By Blair Wadman. 5 minute read
Two weeks ago I had the absolute pleasure of attending the Life Time Value Conference (LTVConf) in Brighton, UK. LTVConf is a conference for people who are tired of trading time for money and want to move to a products business (or have already done so).
The day before the event, I attended a workshop hosted by Brennan Dunn on website/email personalisation, segmentation and automation. Brennan is the master of this stuff. It was a fantastic and very actionable workshop where Brennan talked us through a new way of constructing a funnel built around education.

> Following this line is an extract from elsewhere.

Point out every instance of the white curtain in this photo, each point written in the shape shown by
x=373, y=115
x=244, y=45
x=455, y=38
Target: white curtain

The conference itself was a mix of great talks and great conversations with like minded people. The conversations took places around tables, in the foyer and in the after party. I love these sorts of conferences because they are full of bright, positive entrepreneurs who are doing inspiring and meaningful things. And there is a great mix of levels: some are starting out on their journey, some are established and everything in between. If all of this sounds interesting to you and you can make it to Brighton, UK, I strongly recommend you attend next year!
I have a huge list of take aways and some of them I will be implementing over the next few months. Here are the top 3 that stand out for me:
In order to help more people, I need to increase book sales. This will lead to more time to create free content (helping even ore people).

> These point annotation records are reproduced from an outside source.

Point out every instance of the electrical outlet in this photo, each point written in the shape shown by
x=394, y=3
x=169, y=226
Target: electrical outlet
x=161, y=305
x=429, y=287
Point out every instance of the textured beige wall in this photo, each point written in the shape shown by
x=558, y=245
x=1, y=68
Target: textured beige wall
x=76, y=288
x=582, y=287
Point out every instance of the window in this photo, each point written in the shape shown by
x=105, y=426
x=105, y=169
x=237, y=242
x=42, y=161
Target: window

One way to get more book sales is through using personalisation and segmentation to deliver the right educational material to people based on where they're at and give them the option to go deeper with a book after they are fully engaged with the free educational content.

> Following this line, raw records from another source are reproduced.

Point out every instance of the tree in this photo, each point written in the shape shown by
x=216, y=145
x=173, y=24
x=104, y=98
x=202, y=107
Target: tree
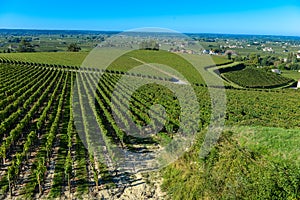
x=73, y=47
x=25, y=46
x=149, y=45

We can't always get everything right. Part of pushing forward is accepting that sometimes we will make mistakes. And when we make mistakes, we need to correct them and keep going. Keep creating, helping, teaching…. every day. Doing small things daily beats doing big things occasionally.
It is all to tempting to prioritise client work other product work. Client work pays now and product work pays in the future, if at all. My progress in building a product business has been seriously held back by accepting client work when I shouldn't have. Even when I have decided to focus on product work, slowly more and more client work creeps in and then takes over.
A few strategies were discussed in Julia Chanteray's talk to deal with this, including:
Recurring revenue is not the same as repeat revenue. Some recurring revenue makes the business more valuable and predictable cashflow (Stef Lewandowski and Thomas Smale)
Thank you Jonathan and Andy for putting on such a fabulous event, Brennan for his insightful and incredibly actionable workshop, all the speakers for their great insights, everyone at The Skiff for being so welcoming at the after party and to all the amazing attendees!